Ein Ruander, der in der Schweiz wegen Kriegsverbrechen im Zusammenhang mit dem Genozid in Ruanda eine mehrjährige Strafe im Zuchthaus abgesessen hat, muss das Land verlassen.

Das Bundesgericht hat dies kürzlich bestätigt. swissinfo sprach mit Philip Grant über den Fall. Er ist Präsident der Gesellschaft gegen Straflosigkeit (TRIAL), welche die Verfolgung schwerer Verbrechen fordert.

swissinfo: Ist die Bestätigung der Ausweisung des ruandischen Kriegsverbrechers durch das Bundesgericht ihrer Meinung nach korrekt? Hat man da eine gerechte Lösung gefunden?

Philip Grant: Wir sind nicht dafür, dass eine Person in ein Land ausgeschafft wird, wo sie riskiert, gefoltert oder zum Tode verurteilt zu werden.

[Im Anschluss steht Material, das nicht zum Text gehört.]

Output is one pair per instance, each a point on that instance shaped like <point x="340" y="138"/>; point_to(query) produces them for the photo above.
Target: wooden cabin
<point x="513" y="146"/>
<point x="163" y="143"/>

Falls der Mann beweisen kann, dass er bei seiner Rückkehr verfolgt wird, wird der Entscheid zur Ausschaffung suspendiert, und er dürfte provisorisch in der Schweiz bleiben.

Falls für ihn kein Risiko besteht, scheint der Entscheid des Bundesgerichts korrekt. Es entspricht der gewohnten Praxis bei solch schweren Verbrechen.

Häufig wird jemand des Landes verwiesen, um die öffentliche Ordnung nicht zu gefährden oder bei Rückfallgefahr, wenn sehr schwere Verbrechen in der Schweiz begangen worden sind.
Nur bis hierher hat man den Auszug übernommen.